When Lebaudy first saw London’s
Streets, he’d callers in abundance, 2
Men who blocked the royal staircase,
And who tapped the royal door.
But his vigilance and cunning
Were more exercised in shunning
An old Parrot, who said nothing
But “Your food will cost you more.

I have heard he found it galling,
This interminable calling. 3
(Those who listened at the keyhole
Say the harassed monarch swore);
But the visitor he hated
More especially, it’s stated,
Was undoubtedly the Parrot,
With its “Food will cost you more.

Every morn, as he was dressing,
To his ears came that depressing,
Irritating piece of nonsense
He’d so often heard before.
Every night as he got ready
For his comfortable bed, he
Was disturbed by those provoking
Words, “Your food will cost you more.

And whatever his endeavour,
Be he ne’er so shy and clever,
He will never find a refuge,
That unlucky emperor.
He may hide where’er he pleases—
Till his vessel on the seas is
He will not escape that Parrot,
With its “Food will cost you more.

 1

This is the first poem in the series that can safely be attributed to Wodehouse on the strength of an entry in his notebook, “Money Received for Literary Work”.

 2

Jacques Lebaudy, the self-styled “Emperor of the Sahara” (see poem 11 fn 05), began a visit to London in late September 1903. The Daily Express of 29 September reported that he had taken “a modest suite” on the 4th floor of the Savoy Hotel and that word of his arrival, to buy goods for his new empire and to select officers for his army and navy, had spread quickly:

From an early hour in the morning the Savoy Hotel clerks were besieged by an army of office-seekers and commission-agents, who were anxious to sell the Emperor anything from motor-cars to copying ink tabloids.

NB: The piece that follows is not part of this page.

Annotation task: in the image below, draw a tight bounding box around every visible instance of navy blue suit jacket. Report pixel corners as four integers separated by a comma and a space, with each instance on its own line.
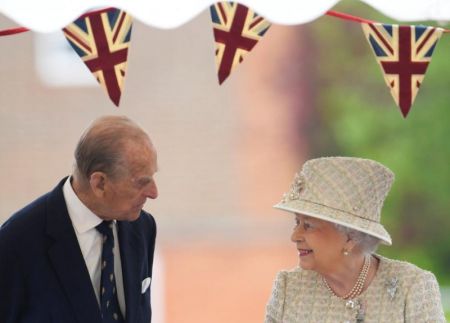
0, 179, 156, 323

The Express described him as

a short, clean-shaven, slim, young gentleman with a dark cast of countenance. [. . .] The average citizen meeting M Lebaudy in the street would not take him for an Emperor. He looks more like a country librarian who has been saddened by a love affair with a music-hall programme-seller.

 3

On 30 September, the Express reported that Lebaudy was refusing to see callers, and the following day it explained that the Franch Press was

wholly to blame for his aversion to being interviewed. They treated him and his Saharan empire with so much levity that he has vowed [. . .] not to risk the same fate at the hands of English journalists.

A further report, on 3 October, observed that his stay at the Savoy,

so far from being a British holiday, has proved little else than a term of imprisonment, with a sumptious suite of rooms for a prison.